Ketua Komisi B DPRD Provinsi Jawa Tengah, Sri Hartini, dalam paparannya menegaskan bahwa pengembangan kawasan industri harus mampu memberikan manfaat nyata bagi masyarakat, khususnya melalui peningkatan penyerapan tenaga kerja lokal. Setiap investasi yang masuk ke Jawa Tengah diharapkan dapat membuka lapangan kerja bagi masyarakat sekitar kawasan industri. Oleh karena itu, pemerintah daerah perlu mempersiapkan sumber daya manusia yang sesuai dengan kebutuhan industri agar investasi yang masuk dapat memberikan dampak ekonomi yang optimal bagi daerah.
Keunggulan Jawa Tengah didukung oleh posisi geografis yang strategis, jumlah penduduk yang besar, serta ketersediaan kawasan industri dan kawasan ekonomi khusus yang terus berkembang. Saat ini Jawa Tengah telah memiliki 12 Kawasan Industri dan 2 Kawasan Ekonomi Khusus yang tersebar di berbagai wilayah, termasuk Kawasan Industri Kendal, Kawasan Industri Wijayakusuma, Jatengland Industrial Park Sayung, Batang Industrial Park, serta KEK Industropolis Batang. Keberadaan kawasan-kawasan tersebut menjadi fondasi penting dalam menarik investasi baru sekaligus mendukung pemerataan pembangunan ekonomi antarwilayah.

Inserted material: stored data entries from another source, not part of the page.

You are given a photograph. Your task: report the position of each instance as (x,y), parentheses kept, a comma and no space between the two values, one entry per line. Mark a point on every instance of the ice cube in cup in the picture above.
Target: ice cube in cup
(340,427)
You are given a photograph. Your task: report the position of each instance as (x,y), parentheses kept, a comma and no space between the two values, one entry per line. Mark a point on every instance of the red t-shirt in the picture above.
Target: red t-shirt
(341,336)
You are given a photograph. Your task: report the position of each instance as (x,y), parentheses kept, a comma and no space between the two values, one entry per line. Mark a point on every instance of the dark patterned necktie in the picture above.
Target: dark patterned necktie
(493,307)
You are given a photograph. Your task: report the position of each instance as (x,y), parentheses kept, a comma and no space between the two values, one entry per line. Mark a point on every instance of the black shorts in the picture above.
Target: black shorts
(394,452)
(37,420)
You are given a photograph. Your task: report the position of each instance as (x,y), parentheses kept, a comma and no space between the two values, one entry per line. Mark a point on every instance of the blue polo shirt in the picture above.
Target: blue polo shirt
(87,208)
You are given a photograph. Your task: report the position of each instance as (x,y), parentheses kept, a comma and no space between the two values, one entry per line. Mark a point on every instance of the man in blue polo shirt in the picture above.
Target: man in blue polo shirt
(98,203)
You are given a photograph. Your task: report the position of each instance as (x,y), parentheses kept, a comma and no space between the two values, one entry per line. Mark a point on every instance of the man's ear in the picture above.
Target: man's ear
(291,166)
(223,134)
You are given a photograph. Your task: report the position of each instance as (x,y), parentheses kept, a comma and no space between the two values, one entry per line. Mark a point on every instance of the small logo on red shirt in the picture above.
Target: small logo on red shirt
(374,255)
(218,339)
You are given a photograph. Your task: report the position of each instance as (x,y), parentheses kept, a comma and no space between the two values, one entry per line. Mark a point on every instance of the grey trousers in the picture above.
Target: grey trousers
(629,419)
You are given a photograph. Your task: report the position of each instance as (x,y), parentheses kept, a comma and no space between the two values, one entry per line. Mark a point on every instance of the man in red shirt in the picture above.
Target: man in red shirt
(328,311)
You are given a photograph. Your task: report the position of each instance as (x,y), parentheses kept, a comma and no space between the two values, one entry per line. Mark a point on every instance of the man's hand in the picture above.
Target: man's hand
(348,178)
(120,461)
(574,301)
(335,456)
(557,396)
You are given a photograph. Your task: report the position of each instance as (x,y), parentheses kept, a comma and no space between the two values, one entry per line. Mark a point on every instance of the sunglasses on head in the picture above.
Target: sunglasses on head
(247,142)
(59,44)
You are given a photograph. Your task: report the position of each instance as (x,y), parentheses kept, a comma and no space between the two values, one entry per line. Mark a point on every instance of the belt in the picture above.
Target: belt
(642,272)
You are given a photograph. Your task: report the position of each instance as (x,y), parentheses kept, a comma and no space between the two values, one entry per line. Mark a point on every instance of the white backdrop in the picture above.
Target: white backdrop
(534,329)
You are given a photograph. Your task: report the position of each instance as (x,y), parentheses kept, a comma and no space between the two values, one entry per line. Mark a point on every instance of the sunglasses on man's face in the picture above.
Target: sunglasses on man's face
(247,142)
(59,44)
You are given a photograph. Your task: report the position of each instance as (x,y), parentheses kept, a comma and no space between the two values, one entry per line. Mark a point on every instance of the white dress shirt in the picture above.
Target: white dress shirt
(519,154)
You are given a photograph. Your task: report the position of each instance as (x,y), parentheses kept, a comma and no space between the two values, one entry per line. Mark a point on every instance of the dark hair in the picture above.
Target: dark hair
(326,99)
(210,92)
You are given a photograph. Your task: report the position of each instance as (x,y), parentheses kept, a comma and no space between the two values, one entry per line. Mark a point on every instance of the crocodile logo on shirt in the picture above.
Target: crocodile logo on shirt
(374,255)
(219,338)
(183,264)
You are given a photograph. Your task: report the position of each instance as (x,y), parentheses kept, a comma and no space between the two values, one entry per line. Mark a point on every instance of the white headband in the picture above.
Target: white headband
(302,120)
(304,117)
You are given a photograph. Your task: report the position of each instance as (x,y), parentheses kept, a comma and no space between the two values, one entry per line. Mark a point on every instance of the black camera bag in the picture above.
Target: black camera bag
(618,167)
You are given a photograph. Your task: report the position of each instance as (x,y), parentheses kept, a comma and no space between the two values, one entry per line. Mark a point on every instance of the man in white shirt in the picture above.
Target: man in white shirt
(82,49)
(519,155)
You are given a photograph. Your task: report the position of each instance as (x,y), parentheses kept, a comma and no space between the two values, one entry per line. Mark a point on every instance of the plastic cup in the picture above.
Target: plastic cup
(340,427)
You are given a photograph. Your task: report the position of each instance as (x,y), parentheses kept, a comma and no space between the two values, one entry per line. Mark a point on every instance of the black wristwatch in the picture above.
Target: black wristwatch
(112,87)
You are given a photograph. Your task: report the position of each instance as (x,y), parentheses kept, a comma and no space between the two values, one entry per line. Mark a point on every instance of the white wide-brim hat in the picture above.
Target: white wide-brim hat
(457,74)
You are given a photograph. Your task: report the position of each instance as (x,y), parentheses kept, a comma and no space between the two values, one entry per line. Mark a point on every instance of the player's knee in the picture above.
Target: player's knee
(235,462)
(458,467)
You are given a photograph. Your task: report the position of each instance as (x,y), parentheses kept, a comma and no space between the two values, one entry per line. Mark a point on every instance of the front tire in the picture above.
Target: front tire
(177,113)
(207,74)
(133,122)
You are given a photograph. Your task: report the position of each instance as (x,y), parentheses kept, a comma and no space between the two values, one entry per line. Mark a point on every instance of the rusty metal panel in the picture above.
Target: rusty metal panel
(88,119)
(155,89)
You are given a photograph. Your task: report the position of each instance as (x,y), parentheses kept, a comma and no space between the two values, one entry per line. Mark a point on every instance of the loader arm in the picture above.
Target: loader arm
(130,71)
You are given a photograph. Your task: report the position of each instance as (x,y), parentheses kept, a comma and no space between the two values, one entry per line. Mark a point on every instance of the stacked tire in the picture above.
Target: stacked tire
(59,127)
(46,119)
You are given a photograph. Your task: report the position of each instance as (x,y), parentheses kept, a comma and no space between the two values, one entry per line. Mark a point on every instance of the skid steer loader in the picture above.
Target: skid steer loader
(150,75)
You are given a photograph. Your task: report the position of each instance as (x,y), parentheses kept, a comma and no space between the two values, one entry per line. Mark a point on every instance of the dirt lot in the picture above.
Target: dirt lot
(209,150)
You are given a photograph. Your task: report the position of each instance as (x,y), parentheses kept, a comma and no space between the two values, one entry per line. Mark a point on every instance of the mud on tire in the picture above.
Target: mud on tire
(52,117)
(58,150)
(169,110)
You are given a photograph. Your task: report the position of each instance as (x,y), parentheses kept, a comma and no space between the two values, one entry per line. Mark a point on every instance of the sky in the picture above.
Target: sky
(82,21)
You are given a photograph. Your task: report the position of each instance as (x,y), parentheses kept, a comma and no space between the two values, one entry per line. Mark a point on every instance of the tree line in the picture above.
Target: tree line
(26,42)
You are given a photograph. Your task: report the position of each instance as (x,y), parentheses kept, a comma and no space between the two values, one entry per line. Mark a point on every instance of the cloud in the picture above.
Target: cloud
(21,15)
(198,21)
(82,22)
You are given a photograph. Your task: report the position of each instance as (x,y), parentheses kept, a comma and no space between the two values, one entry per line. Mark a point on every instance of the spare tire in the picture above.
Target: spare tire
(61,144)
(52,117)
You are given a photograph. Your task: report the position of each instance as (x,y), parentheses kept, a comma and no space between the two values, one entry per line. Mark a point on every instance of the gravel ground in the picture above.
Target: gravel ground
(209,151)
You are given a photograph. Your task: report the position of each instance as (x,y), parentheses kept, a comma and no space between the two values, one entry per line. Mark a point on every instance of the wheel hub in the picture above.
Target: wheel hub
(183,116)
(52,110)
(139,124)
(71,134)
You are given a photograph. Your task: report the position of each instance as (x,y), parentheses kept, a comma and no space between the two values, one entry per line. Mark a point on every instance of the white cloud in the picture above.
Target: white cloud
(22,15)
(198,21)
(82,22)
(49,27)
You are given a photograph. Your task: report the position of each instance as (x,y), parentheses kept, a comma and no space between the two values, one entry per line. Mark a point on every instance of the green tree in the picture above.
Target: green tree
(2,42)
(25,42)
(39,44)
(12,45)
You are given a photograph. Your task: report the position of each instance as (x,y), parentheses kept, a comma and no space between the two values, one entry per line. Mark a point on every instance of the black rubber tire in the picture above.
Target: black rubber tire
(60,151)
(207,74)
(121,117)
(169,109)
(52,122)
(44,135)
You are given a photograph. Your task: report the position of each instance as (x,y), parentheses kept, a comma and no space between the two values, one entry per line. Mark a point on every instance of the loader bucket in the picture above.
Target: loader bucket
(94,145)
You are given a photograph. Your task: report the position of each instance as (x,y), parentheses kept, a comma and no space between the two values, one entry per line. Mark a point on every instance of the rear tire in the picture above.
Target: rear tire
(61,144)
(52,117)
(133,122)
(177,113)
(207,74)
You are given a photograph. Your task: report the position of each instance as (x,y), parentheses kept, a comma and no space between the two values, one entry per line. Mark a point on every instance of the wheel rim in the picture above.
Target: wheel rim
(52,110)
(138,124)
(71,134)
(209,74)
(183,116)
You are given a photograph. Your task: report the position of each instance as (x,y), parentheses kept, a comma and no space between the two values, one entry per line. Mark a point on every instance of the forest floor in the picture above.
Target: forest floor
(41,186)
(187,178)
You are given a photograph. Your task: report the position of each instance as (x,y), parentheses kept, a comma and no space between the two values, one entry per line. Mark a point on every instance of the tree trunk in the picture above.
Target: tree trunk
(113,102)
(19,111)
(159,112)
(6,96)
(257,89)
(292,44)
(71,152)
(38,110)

Forum dialog ini juga menekankan pentingnya transformasi Kawasan Peruntukan Industri (KPI) menjadi Kawasan Industri (KI) yang terencana dan terintegrasi. Pengembangan kawasan industri ke depan tidak hanya berfokus pada penyediaan lahan, tetapi juga pembangunan ekosistem industri yang didukung oleh infrastruktur, utilitas, logistik, serta kesiapan tenaga kerja. Dengan pendekatan tersebut, kawasan industri diharapkan mampu menciptakan nilai tambah ekonomi yang lebih besar sekaligus meningkatkan kesejahteraan masyarakat sekitar.